Dash camera video shows Deputy Dooley pull up to the Middleton home where you can see Candy, the blue heeler, wagging her tail and hear her barking in the bed of a parked truck.

Moments later, the deputy can be seen getting out of his car and Candy then hops out of the truck. Then the video goes silent. That’s when officials said the audio goes out momentarily due to the loud sound of Deputy Dooley’s gun.

When it returns seconds later, you can hear Candy crying. She had been shot in the head.

We never see Candy get shot because it happens off to the side, out of the camera's range. It’s unclear on the video exactly how the dog approached the deputy, but he claimed the shooting was in self defense.

In a conversation between the Candy’s owner, Cole Middleton, and the deputy, Dooley said, “You’re about to be upset, but your dog charged me and I had to shoot him.”

Middleton can then be heard sobbing and asking why the deputy would shoot his dog.

Deputy Dooley then got back in his car and called for back-up, saying “Get me some help out here now.”

Then he put his car in reverse and waited for back up to arrive, at which point Middleton pleaded with the deputy to shoot his dog and finish her off.

You can then see Middleton walk over and pick up a bucket, which he said he had to use to drown his own dog. That happens off-camera.

This incident sparked questions about how the deputy handled the situation and even prompted the Rains County Sheriff’s Department to create new policies around handling aggressive animals.
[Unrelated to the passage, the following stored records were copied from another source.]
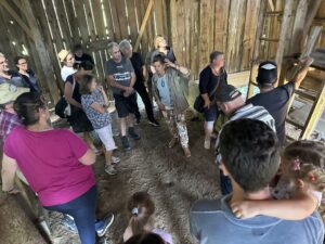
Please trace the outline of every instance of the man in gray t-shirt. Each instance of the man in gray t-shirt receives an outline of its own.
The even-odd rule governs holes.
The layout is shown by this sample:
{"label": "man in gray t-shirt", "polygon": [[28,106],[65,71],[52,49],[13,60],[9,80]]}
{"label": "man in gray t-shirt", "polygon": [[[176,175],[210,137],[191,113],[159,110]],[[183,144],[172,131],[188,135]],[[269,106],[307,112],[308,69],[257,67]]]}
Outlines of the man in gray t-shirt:
{"label": "man in gray t-shirt", "polygon": [[112,87],[115,106],[120,118],[122,147],[131,150],[127,128],[129,137],[134,140],[140,139],[133,127],[136,108],[136,94],[133,89],[135,74],[131,61],[121,56],[118,43],[110,42],[107,48],[112,59],[105,63],[106,80]]}
{"label": "man in gray t-shirt", "polygon": [[192,207],[191,232],[200,244],[323,244],[324,227],[316,211],[289,221],[268,216],[238,219],[230,208],[243,200],[272,198],[268,185],[277,171],[280,153],[270,127],[247,118],[231,121],[220,134],[220,152],[233,193]]}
“This is a bad situation that occurred,” he said. “It's a situation that we've never had to deal with.”

Sheriff David Traylor said in his nearly three decade career in law enforcement, he’s never had a department receive so many threats for a single incident. Ultimately, he said that is why Deputy Dooley was fired.

"He's had threats that he needs to be shot in the back of the head," Sheriff Traylor said. “And it came to the point that Deputy Dooley was actually in a dangerous position and he put any other officers working with him into a dangerous position.”
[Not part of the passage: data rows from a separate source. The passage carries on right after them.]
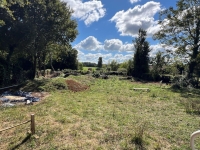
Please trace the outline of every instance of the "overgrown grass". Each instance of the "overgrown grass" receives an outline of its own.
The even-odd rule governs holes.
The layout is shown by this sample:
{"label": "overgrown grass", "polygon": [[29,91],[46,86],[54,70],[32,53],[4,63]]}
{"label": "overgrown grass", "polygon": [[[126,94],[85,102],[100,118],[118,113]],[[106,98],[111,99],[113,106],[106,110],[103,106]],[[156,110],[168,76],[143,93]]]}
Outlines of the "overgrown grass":
{"label": "overgrown grass", "polygon": [[[0,129],[30,119],[31,113],[36,117],[35,136],[27,134],[28,124],[2,132],[0,149],[190,149],[190,134],[199,129],[200,120],[198,115],[186,112],[183,101],[188,101],[189,95],[185,97],[169,86],[117,77],[68,79],[87,84],[90,89],[77,93],[53,90],[38,104],[0,108]],[[29,84],[24,89],[41,89],[49,82]],[[133,90],[142,87],[150,92]],[[197,94],[192,96],[198,100]]]}

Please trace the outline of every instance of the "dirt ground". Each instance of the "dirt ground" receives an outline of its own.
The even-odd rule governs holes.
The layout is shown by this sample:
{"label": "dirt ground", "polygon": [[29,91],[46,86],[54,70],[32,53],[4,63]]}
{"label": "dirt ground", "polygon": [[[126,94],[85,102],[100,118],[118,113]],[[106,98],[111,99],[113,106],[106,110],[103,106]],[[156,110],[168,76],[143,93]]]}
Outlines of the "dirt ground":
{"label": "dirt ground", "polygon": [[68,85],[69,90],[73,92],[80,92],[89,88],[89,86],[80,84],[74,80],[66,80],[66,83]]}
They have received so many calls that it has hindered work.

“Hundreds and hundreds of calls, some of them pretty vulgar to listen too,” he said. “It's taking up the time from what we need to be doing.”
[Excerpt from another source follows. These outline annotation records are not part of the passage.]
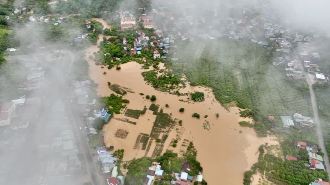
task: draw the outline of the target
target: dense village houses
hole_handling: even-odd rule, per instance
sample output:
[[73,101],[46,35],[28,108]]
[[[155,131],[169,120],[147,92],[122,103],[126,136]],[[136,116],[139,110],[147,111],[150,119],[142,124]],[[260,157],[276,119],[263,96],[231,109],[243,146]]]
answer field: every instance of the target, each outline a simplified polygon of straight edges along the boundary
[[120,28],[122,30],[124,30],[126,29],[133,29],[133,24],[126,23],[120,24]]
[[154,22],[144,22],[143,23],[143,27],[144,28],[152,28],[154,27]]

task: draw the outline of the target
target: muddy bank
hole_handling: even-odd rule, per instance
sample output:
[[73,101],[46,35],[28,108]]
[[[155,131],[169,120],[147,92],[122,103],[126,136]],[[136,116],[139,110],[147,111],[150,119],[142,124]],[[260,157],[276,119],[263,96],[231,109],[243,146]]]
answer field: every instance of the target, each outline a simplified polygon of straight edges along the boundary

Deputy Dooley had been working for the Rains County Sheriff’s Department for six months and Traylor said other than minor complaints he had no issues with Deputy Dooley.

Dooley will not be allowed to return to work at that department regardless of the outcome of the current investigation.

“That was a decision I know means saying at this point he is guilty of a criminal offense, but it is being investigated toward the criminal side right now,” he explained.

Guidelines are being set in place for deputies faced with a similar situation, such as calling the owner before getting out of the car if there is a potentially aggressive dog present or honking the horn.

“You can put the policies out there. You can try to follow them to the best that you can, and sometimes they work, sometime they don’t work, but a lot of it just comes down to common sense,” he said, but ultimately, it will all come down to judgment.